A project that deploys with git pull and a process restart has none of these failure modes. The repository is the complete truth of what runs. If the repository is accessible, the deploy works. This is not a small thing for the kind of team this is aimed at - as covered in more detail in the post on zero-dependency builds, the simpler the deploy, the smaller the blast radius when something goes wrong at an inconvenient hour.

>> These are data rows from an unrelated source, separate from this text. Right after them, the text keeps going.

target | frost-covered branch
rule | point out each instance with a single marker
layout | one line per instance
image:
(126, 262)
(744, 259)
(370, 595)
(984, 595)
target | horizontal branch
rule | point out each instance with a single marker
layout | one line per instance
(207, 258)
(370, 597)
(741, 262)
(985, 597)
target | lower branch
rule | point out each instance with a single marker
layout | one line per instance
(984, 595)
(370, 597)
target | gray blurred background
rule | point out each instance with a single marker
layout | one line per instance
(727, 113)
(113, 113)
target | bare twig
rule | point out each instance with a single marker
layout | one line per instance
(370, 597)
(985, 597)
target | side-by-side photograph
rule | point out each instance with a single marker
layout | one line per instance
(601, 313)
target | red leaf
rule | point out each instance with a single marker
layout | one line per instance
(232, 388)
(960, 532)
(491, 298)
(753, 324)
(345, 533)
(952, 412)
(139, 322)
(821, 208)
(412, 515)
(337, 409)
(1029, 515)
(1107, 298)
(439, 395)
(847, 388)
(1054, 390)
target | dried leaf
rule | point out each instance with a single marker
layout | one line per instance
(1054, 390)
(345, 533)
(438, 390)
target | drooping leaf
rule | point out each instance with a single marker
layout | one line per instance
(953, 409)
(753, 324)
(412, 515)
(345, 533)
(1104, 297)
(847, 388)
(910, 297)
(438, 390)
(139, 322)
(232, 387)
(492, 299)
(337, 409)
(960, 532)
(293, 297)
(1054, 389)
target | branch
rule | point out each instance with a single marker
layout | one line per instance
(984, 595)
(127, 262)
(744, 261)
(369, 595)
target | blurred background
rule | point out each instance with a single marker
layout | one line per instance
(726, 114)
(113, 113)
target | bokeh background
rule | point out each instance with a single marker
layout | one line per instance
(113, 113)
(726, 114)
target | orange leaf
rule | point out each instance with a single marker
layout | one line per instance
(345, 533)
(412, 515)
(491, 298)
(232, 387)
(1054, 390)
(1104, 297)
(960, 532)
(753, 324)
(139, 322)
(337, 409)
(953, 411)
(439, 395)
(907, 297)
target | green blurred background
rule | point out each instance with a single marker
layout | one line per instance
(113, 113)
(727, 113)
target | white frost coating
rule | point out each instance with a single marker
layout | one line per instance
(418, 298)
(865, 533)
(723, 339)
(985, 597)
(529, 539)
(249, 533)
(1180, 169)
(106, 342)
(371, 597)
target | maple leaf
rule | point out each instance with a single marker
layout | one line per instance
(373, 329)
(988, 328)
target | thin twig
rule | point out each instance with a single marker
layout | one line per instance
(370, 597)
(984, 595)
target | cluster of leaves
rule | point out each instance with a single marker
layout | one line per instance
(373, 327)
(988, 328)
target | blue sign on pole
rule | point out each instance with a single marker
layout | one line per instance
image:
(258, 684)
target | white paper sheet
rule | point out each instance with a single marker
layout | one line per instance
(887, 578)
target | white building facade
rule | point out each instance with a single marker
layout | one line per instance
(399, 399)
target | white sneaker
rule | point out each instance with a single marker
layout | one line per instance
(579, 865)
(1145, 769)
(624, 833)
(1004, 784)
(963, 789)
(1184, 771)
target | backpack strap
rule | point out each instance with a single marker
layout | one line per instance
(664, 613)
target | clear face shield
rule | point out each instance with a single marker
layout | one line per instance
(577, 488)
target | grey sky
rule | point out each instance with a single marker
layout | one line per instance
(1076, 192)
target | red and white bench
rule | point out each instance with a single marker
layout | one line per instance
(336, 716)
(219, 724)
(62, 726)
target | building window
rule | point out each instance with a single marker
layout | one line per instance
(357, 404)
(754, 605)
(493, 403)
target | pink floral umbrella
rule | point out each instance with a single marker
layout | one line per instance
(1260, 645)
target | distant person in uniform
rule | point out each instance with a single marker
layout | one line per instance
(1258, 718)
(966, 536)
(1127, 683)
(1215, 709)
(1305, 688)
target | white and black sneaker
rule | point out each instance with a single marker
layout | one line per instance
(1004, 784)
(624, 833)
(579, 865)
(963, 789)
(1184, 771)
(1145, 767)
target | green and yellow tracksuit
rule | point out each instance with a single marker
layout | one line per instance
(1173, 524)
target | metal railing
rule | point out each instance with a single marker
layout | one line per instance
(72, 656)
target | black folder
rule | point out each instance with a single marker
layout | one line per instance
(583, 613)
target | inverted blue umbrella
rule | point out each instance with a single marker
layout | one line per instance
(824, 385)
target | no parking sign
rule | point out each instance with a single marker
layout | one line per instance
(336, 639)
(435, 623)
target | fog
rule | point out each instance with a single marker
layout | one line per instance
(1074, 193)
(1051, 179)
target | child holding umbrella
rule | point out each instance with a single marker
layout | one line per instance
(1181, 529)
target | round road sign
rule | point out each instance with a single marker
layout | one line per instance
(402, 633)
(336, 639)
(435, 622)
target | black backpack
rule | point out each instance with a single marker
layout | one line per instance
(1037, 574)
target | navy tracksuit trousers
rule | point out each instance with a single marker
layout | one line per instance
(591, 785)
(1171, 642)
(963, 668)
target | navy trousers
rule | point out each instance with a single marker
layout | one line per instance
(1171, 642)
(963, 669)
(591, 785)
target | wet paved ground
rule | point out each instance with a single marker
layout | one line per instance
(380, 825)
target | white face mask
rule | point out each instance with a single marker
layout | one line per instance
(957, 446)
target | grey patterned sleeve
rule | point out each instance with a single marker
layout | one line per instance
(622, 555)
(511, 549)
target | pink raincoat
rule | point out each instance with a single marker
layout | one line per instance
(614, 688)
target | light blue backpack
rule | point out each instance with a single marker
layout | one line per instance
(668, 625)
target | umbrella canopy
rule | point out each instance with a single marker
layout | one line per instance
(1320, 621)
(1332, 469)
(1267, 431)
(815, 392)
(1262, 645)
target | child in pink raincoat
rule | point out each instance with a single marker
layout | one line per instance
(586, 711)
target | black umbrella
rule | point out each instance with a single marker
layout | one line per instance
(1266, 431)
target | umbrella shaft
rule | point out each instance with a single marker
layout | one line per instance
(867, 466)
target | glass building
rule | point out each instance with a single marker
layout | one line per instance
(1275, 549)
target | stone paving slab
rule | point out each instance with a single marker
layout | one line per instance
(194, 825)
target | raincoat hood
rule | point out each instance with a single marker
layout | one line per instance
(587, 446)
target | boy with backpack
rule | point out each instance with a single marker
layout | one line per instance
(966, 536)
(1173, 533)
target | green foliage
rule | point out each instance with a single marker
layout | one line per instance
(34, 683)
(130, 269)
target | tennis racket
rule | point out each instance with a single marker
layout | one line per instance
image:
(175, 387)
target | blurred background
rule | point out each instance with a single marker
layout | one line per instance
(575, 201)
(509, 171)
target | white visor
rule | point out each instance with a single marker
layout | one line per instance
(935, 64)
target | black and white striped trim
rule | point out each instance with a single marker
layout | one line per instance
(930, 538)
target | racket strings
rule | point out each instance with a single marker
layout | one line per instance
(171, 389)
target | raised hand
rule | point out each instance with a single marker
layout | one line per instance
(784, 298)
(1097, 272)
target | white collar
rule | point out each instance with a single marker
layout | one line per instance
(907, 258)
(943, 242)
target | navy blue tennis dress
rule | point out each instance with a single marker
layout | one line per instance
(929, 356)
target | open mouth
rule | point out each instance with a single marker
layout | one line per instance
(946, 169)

It also makes Reepolee usable in environments where outbound connections are restricted or prohibited entirely. Schools, hospitals, government agencies, and enterprise environments frequently operate networks where a server cannot reach external package registries at deploy time - either by policy, by firewall, or by design. For these contexts, a framework that requires npm install to function is simply not deployable without additional infrastructure work. A framework that needs only git and a running Bun binary deploys cleanly in the same environment, with no special configuration. If you're running on your own VPS or on-premise, this matters more than it might seem.
The Honest Trade-off
None of this is free. A library that updates automatically means you get bug fixes and security patches without any effort on your end. A generator means you have to pull updates deliberately and review what changed. That is real work, and it is worth naming honestly rather than pretending the generator pattern is strictly better in every dimension.
The trade-off is: automatic updates versus visible change. Implicit behavior versus owned code. Ecosystem velocity versus local understanding.
For the kind of project Reepolee is built for - small to mid-sized applications, small teams, long maintenance horizons, deployments that need to be understood by whoever is on call - local understanding wins. An application that one person can fully reason about, debug without leaving the repository, and trust because they have read it, is more valuable than one that is always current but always partially opaque.
The generator pattern is a choice about where trust should live. Not in the registry. Not in someone else's release schedule. In your own repository, in files you have read, in code you own in a way that means something.